The sound of Sharon Ormson’s voice always had the same effect on me. It was a round voice, round as her dumpling-cheeked, high-colored face, echoing with sorrowful vowels. “Hello, Tom?” she said, and the
o
s had a sad well underneath them. “How are you?” and I could picture her immediately, her golden hair permed into some kind of glowing shape, the careful, neat suburban woman’s suit, the sensibly short high heels. She was a realtor, and there was always the sense that she wanted to quietly sell you something. In my case, she wanted to sell her earnest, endless grief. She walked me through its many rooms with an air of eager respect, but at the same time it was clear that she felt that the house was probably beyond my means.

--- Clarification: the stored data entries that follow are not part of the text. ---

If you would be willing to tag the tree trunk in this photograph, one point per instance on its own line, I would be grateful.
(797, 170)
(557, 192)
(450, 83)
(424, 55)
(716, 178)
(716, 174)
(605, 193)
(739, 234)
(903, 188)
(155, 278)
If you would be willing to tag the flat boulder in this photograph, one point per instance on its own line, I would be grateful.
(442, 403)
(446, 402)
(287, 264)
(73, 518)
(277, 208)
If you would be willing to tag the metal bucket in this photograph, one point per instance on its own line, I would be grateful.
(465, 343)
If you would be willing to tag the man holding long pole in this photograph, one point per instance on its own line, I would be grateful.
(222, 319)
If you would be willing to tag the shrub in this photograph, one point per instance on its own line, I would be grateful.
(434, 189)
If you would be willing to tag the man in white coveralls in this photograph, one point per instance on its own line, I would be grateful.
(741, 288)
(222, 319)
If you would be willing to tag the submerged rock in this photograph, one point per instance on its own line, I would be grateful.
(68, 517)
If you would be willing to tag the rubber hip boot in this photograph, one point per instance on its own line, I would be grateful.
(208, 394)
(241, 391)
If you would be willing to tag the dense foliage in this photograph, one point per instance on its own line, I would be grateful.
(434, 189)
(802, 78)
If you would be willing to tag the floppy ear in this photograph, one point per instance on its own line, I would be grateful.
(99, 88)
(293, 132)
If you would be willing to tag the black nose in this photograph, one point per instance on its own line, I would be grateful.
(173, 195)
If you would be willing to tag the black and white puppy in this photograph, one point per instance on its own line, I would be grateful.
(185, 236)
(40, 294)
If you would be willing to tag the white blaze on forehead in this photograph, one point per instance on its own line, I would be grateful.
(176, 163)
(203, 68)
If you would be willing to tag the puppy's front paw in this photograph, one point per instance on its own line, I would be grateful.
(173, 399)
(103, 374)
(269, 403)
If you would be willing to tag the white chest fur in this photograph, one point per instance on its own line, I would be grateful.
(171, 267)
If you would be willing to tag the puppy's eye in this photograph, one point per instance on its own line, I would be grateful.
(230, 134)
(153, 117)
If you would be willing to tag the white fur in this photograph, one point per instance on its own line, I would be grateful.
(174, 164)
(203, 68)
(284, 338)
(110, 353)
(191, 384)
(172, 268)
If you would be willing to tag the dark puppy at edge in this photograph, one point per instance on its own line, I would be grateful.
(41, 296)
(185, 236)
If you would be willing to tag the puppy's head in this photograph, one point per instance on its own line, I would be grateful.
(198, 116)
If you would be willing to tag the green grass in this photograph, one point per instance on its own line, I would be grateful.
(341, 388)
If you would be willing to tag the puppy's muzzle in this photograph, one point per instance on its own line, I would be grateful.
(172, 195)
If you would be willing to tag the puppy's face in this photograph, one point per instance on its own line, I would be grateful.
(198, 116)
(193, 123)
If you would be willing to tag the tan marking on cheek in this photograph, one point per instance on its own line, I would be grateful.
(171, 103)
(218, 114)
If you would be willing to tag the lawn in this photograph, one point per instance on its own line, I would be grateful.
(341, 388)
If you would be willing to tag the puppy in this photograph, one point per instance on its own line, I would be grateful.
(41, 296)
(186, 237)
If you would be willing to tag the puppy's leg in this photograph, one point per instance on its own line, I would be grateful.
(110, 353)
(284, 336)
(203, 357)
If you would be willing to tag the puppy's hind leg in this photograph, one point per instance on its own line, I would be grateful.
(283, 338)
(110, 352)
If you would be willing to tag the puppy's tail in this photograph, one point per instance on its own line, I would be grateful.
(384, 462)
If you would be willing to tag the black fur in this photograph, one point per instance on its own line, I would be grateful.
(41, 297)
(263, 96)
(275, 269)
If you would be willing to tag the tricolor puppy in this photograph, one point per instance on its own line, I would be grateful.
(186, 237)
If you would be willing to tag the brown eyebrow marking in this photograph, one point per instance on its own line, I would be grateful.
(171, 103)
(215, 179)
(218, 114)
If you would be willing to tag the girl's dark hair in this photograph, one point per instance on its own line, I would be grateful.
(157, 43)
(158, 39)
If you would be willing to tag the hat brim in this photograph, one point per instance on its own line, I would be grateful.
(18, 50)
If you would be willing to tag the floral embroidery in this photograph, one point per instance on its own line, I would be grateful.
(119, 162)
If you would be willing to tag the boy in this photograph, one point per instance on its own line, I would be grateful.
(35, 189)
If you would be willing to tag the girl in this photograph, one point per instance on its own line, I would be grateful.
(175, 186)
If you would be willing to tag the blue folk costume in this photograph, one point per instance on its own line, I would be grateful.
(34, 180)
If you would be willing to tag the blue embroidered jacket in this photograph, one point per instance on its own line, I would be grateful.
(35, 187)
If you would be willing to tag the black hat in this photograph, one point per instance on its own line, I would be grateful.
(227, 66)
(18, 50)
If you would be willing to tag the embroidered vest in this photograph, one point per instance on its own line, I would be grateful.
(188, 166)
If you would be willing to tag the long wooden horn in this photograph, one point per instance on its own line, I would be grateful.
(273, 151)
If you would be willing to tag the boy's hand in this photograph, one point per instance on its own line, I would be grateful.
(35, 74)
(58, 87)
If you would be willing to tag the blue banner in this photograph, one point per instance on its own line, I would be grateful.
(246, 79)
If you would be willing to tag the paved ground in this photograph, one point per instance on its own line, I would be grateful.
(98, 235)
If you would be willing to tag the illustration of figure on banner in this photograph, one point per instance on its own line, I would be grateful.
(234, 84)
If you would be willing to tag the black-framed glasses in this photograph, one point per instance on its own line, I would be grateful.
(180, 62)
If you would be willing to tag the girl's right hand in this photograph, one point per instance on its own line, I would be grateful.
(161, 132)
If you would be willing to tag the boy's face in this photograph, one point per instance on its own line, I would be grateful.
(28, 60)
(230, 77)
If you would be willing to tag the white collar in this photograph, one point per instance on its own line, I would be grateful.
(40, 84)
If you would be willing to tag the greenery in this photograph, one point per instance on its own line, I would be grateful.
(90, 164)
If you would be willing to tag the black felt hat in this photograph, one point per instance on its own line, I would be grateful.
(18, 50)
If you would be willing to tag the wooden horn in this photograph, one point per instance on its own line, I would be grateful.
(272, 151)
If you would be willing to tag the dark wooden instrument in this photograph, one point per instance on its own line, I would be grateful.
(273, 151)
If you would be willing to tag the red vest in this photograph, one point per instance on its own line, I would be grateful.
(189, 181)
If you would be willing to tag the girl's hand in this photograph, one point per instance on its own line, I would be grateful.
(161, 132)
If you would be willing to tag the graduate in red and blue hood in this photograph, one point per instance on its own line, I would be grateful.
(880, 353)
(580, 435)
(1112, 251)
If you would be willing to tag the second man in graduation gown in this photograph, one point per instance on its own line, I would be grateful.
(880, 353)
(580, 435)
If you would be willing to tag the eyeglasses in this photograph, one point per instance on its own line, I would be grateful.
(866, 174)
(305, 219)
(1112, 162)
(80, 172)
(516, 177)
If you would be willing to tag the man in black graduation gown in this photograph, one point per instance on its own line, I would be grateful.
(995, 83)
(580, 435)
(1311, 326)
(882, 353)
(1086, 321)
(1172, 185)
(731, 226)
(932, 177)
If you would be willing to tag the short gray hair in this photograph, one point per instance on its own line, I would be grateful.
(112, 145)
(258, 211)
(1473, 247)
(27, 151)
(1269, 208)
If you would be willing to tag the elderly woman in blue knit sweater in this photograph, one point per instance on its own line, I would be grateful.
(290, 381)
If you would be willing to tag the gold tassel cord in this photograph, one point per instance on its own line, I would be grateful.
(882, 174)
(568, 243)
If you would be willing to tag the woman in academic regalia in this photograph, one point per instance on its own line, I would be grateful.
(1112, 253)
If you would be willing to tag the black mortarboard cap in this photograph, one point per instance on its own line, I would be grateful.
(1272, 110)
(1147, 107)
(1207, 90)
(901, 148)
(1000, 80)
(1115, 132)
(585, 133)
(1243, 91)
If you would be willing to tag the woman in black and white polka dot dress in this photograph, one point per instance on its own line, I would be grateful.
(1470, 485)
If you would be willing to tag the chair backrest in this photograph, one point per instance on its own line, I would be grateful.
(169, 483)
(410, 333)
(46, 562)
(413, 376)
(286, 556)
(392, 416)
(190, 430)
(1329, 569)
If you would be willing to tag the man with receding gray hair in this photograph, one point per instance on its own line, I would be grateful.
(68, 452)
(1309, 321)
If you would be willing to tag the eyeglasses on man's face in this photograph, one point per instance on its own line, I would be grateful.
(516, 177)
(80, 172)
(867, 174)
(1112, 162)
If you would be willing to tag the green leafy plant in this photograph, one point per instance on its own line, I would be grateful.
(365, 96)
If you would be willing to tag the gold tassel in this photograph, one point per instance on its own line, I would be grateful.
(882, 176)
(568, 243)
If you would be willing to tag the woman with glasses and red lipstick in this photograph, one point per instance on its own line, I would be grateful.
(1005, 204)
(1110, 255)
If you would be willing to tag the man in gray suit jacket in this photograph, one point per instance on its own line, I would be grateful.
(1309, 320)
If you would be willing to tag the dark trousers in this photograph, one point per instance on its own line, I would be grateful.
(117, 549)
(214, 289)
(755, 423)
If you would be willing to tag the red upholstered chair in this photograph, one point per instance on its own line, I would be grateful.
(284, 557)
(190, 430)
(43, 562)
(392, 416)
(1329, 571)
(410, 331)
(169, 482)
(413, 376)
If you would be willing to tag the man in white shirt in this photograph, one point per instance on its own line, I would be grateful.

“It’s good to hear your voice,” she said. “How long are you in town for?”

“A while,” I said vaguely. “I don’t know for sure how long we’ll be able to stay.”

“Well, I sure do hope that we’ll have time to get together. It’s been quite a while!”

“Yes, it certainly has!” I said.

“How are the children?”

“Oh, fine.”

“Growing every day, I’ll bet!”

“Yes, indeed.”

“And Patty?”

“She’s fine, too.”

“That’s good.”

“Yes.”

In the deadly pause, I looked across at my mother, who sat at the kitchen table peeling potatoes for supper. She stared back at me grimly.

“Well, anyway,” Sharon Ormson said. “I certainly hope we’ll get the chance to visit with you while you’re home!”

“Yes,” I said, and watched as my mother stripped an excruciatingly long piece of skin from a potato with her peeler. She was pretending not to listen. “Let’s plan on it,” I said, and my mother plunked another naked potato into the colander.

This was the second Christmas after my father’s death, and, if anything, the place seemed even sadder and more foreign than it had last year. The last traces of my father had vanished: The mail had stopped coming in his name and there were no more stacks of unread
Outdoor Life
and
National Geographic
sitting next to his chair; his ashtrays were gone, too, since my mother had quit smoking; the little shelf of the refrigerator that once held his brand of beer was now simply another storage place for leftovers.

I experienced all of this as an almost visible absence. It was as if I could feel the things that weren’t there when I walked into a room. I had a similar feeling when I drove through town. Every new building, every changed storefront, every repainted house seemed like a blot, an attack on the town I held in my memory.

I had been away for over ten years by that point. My two younger brothers had somehow escaped the teenage selves I most associated them with. Matt was twenty-seven, a truck driver with the thick torso of a regular beer drinker; Bryce, a sullen outlaw when I left home, was a twenty-four-year-old policeman and had managed to marry and divorce a pale blond woman whom I’d met only once, whose face I couldn’t remember. Even my mother didn’t much resemble the mother I had in my mind. She was an aged and hardened version of the person I’d known—an understudy who would be portraying my mother for the duration of my stay.

It was strange, because only the Ormsons remained as I remembered them. They had grown older, of course, but they still looked like themselves. Mrs. Ormson retained the smooth, heavily made-up expression of a person who has undergone several face-lifts (though I don’t think she
had
, really); Mr. Ormson, though grayer, remained permanently boyish and dazed, still stumbling around in the tweed jackets that Ricky and I used to mock. Ricky used to call him “the Nutty Professor,” though actually he was, and continued to be, the county judge.